Stucco is a perfectly good construction item--though, as noted, there's some debate about synthetic or EFIS. You asked about avoiding "ALL stucco homes." No, you shouldn't avoid them all.
Look: Get a good home inspector and listen to his/her advise.
Hope that helps.
Agreed - the stucco you refer to is what agents call "real stucco" - multi-coat masonry stucco applied to wire lath - not generally a problem except on some early century balloon framed homes.
The one to be concerned with is synthetic stucco known as EFIS - cement scratch coat applied on foam insulation board.
Make an informed decision based upon the data and what a home affords you.
Regarding the issue of advising clients and letting them make the choice - of course my clients decide which home they want to buy. I advise my clients of every possible angle to consider, but the difference is, in some cases with certain properties or conditions, I take it one step further and tell them I will give you the same advice I would if you were a family member - "if you were my sister - I would tell you to pass on this house and keep looking". That is the difference in providing fiduciary level service, and being an agent. For the last 14 years, my client's have appreciated my extra service's advice when they are weighing in on something they are not too sure about, and they appreciate the fact that I clearly put their best interests before getting to the closing table sooner. If I feel it is in their best interests, I won't hesitate to tell them I suggest they NOT buy a particular property. But of course, at the end of the day, all clients ultimately are the ones who choose if they want to buy a home or not - regardless of what their agent, broker, building expert, or appraiser may say.
Here is a tip - all the agents on Trulia are in the business of selling real estate, myself included.
However, when you have someone that makes a living selling real estate, like me, and that someone is also suggesting that you Not buy a certain home (in most cases) - that should be a sign to you that such an agent might be giving you good advice since they are putting your interests before making a sale. If that is not your take away, then it should certainly give you reason to pause, and maybe do little more research on your own. And by research, I mean by looking on building science websites and consulting with those type folks, not asking real agents technical building and construction related questions on Trulia - very very few agents are qualified to answer such questions.
As the former owner of a home inspection and environment consulting company, I have inspected over 5000 properties and countless stucco homes in the last 20 years, so I know what I am talking about. The damage I have seen in syn stucco homes range from none (already modified) to over $40,000 in repair costs. Then there is the negative perception problem the public has about syn stucco. Regardless of one persons opinion of the product one way or the other, one thing is sure - these homes will almost always be harder to sell in the future. I have seen them not sell at all. I have seen people rip the stucco off and install brick, etc. - one owner in East Cobb spent $150K doing just that after his $800K syn stucco home sat on market over a year - my buyer was one of the many who rejected that home.
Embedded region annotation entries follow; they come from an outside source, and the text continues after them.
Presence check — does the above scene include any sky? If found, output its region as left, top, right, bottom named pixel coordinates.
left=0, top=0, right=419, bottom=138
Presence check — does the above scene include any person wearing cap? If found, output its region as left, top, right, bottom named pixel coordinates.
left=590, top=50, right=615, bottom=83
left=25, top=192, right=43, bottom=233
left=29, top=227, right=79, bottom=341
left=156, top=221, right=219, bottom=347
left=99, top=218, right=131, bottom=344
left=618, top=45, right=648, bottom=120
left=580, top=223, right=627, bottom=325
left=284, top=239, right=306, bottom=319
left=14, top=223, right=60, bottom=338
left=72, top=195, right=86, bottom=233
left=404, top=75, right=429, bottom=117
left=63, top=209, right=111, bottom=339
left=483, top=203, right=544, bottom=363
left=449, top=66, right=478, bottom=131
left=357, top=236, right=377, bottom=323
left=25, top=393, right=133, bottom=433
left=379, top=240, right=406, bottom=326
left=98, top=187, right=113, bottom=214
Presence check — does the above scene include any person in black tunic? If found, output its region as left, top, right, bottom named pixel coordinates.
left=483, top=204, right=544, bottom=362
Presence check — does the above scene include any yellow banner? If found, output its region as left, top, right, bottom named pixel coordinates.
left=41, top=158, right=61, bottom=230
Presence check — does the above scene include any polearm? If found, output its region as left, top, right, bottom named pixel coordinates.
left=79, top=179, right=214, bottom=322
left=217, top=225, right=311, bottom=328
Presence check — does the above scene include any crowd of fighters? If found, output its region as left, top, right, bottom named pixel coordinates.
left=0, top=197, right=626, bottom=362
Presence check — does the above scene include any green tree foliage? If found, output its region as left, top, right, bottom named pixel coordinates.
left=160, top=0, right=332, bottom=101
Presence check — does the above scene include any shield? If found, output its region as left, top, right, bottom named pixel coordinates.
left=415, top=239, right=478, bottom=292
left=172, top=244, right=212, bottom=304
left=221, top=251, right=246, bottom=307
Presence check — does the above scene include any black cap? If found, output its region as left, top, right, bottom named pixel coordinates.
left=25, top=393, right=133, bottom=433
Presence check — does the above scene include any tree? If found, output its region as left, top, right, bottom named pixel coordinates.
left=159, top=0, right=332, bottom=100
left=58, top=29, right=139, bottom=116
My concern (when I represent purchasers as clients) is always - not just to help them find a home to buy, but to educate them on all sides of any pluses and minuses so they can make a more informed decision. Another constant concern is will the property they intend to buy, turn out to be a good purchase - will it at minimum, hold its value, preferably increase in value, and, will it be easy to resell when they need to?
This is not an all or nothing situation, but as an experienced Broker and Building Inspector since 1984, I can tell you with regard to SYNTHETIC stucco, my answer to clients is in almost all cases is YES - pass on it. Synthetic stucco EIFS was invented in Europe for masonry buildings and is an excellent exterior insulation system, but was never intended to be installed on the wood framed homes we have in the US. It does not breath and when water intrusion happens it is trapped in the siding and rot to framing members can set in quickly.
There are retrofit measures that can reduce the chances of water infiltration and damage with synthetic stucco, and there are annual and multi year renewable warranty plans that will cover the structure, once the stucco has been properly modified. That is an extra cost and extra risk most people don't want.
In addition, there is no question that synthetic stucco homes sit on market longer than other homes, and many relocation companies will not give full relocation benefits if a relocating employee buys a synthetic stucco home. They also will not buy a syn stucco home if the relo employee can't sell.
Properly applied masonry stucco "real stucco" is not a problem as long as there are no large crakes and bulges which can be indicative of settlement or detached mesh backer. This is a durable and fire resistant cladding like brick and cement fiber siding (such as HardiPlank and CemPlank) and insurance companies give cheaper fire insurance rates on homes built with these materials. Synthetic stucco does not enjoy that advantage.